Copper has not been driven higher solely on a speculative wave of macroeconomic sentiment, as market fundamentals have also played their part. Total exchange inventories (LME + Comex + SHFE) had climbed from 351kt at the close of 2018 to reach a high of 521kt by the end of August 2019. However, these have since tumbled down to only 303kt at the end of December. Meanwhile, Chinese bonded stocks in Shanghai, the other most liquid source of physical material, was attributed to be at the historically low level of 260-270kt according to various sources. Even so, spot cathode premiums for imported brands remain lacklustre due to soft demand, year-end inventory changes, the negative arbitrage, and the earlier than usual start on 24th January of the Lunar New Year holidays.
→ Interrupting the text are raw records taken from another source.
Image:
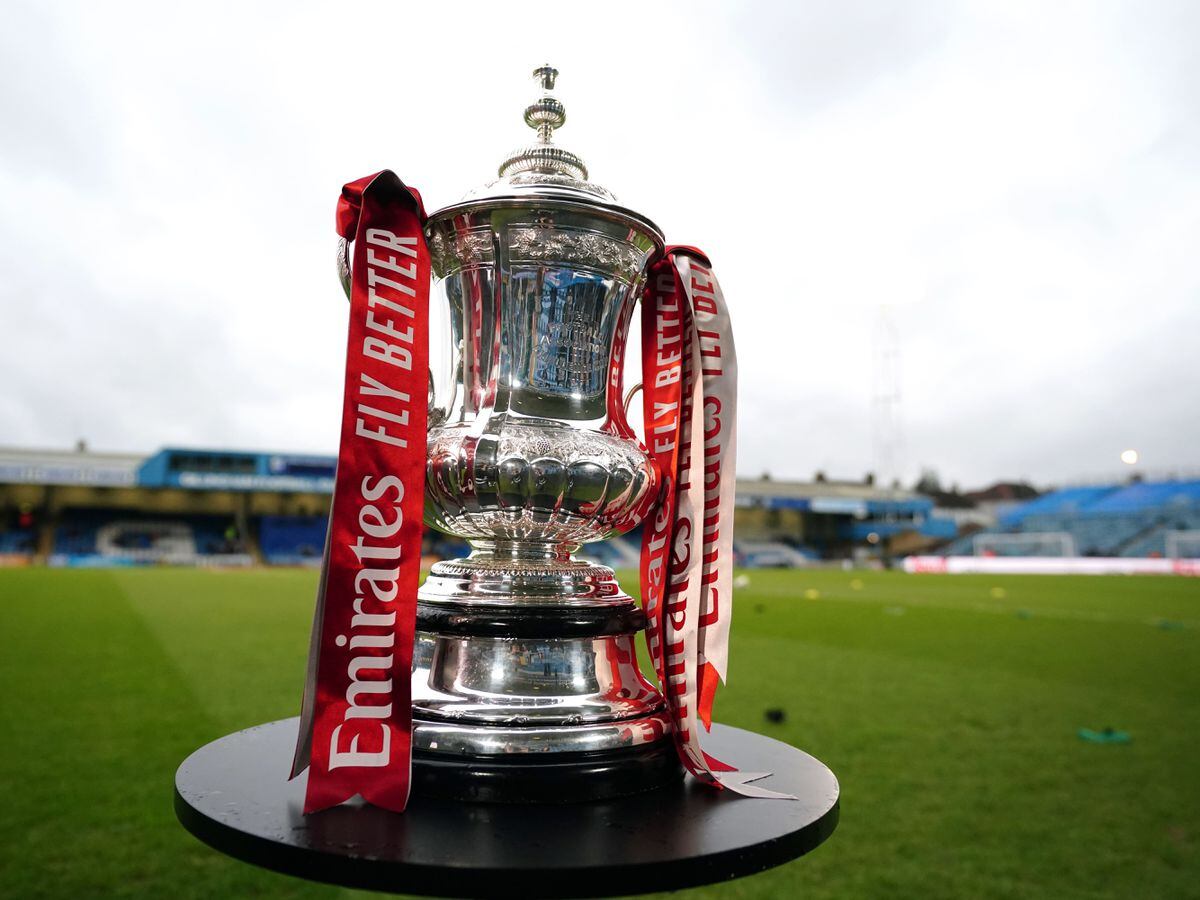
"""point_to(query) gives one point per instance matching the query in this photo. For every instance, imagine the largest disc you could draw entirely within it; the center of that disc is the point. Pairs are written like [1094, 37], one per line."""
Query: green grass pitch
[948, 706]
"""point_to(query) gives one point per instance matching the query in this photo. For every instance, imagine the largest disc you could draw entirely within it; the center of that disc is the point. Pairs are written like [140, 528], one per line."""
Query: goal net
[1035, 544]
[1183, 545]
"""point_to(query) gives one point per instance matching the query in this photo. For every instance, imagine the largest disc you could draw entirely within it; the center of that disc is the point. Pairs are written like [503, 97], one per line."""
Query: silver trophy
[526, 683]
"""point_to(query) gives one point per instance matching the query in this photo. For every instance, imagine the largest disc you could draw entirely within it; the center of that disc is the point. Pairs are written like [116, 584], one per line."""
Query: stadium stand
[184, 505]
[1103, 521]
[292, 540]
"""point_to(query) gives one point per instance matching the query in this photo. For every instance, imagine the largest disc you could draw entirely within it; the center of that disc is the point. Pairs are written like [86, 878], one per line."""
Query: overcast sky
[1015, 185]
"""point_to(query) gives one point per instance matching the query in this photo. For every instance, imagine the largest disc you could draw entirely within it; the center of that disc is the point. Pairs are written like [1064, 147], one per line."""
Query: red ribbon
[355, 733]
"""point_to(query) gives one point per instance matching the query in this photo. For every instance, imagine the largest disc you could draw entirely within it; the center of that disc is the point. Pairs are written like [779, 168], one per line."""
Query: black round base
[234, 796]
[527, 778]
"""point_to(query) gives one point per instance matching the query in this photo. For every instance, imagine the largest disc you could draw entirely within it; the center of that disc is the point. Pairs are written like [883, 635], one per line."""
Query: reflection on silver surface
[519, 682]
[489, 741]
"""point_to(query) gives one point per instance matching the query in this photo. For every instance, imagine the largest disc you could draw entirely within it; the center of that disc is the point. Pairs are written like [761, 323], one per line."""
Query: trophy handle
[343, 265]
[346, 277]
[629, 397]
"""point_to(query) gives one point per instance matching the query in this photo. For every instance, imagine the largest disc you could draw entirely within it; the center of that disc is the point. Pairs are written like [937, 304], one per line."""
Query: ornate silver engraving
[543, 244]
[453, 252]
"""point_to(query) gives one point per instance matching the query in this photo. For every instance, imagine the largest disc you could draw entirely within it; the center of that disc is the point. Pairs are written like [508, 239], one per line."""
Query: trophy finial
[546, 75]
[544, 115]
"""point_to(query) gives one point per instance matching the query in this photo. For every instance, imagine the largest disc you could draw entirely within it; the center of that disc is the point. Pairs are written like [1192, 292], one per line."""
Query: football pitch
[951, 708]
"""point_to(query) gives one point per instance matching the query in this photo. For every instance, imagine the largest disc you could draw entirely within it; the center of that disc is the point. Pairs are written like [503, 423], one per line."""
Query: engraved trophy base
[567, 778]
[526, 685]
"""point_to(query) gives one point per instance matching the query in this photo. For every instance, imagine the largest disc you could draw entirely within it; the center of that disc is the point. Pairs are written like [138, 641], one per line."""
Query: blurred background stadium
[1005, 195]
[229, 508]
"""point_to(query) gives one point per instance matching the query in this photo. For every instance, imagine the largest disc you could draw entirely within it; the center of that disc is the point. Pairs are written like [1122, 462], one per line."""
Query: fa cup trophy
[525, 676]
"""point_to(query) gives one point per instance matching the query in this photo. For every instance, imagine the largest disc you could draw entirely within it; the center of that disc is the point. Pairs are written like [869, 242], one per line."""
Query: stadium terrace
[231, 508]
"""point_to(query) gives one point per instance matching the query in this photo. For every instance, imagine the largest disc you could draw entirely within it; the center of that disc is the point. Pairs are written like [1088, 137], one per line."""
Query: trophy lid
[544, 175]
[544, 168]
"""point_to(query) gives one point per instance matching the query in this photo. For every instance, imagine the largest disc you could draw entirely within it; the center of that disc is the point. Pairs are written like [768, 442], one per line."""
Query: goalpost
[1035, 544]
[1183, 545]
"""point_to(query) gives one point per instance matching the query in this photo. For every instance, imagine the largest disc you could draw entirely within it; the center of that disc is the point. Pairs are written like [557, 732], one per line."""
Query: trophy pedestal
[526, 685]
[234, 796]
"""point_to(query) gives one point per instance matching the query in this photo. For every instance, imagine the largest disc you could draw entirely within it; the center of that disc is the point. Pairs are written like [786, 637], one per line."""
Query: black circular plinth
[234, 796]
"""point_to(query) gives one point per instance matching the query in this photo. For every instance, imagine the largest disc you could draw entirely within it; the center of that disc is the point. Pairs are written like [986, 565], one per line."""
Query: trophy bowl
[526, 683]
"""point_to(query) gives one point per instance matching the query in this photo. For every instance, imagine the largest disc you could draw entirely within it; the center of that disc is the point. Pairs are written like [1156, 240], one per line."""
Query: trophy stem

Local Chinese brands were in plentiful supply during the fourth quarter as refined production surged year-on-year by 17.9% in October and 19.6% in November according to the National Bureau of Statistics. The increases were driven by new capacity coming on stream and refineries striving to meet their annual targets. With tightening imported supplies of anode, blister and scrap, Chinese smelters purchased concentrates on an aggressive scale with November imports of 2.16Mt gross weight setting a new record monthly high, eclipsing the 2.07Mt bought in July. Moreover, Chinese net imports of copper (in all forms, measured in copper content) surged by 10% year-on-year in October and 12% year-on-year in November, suggesting strongly that China’s seven-month long destocking cycle has come to an abrupt end. Roskill expects imminent December trade numbers will confirm this trend.
Where will prices head in 2020? Roskill is cautiously optimistic. First quarter Chinese import quotas for scrap have been set at only 50% of the level they were last year, ensuring that supply from overseas will be very tight. However, scrap supplies in the world outside of China will continue to be relatively abundant and might well improve further in the short term from the recent rally in prices. That’s good news for secondary producers, but also for consumers who will have more flexible options for their raw material requirements. Overall, we expect that plentiful scrap will keep a lid on LME copper prices.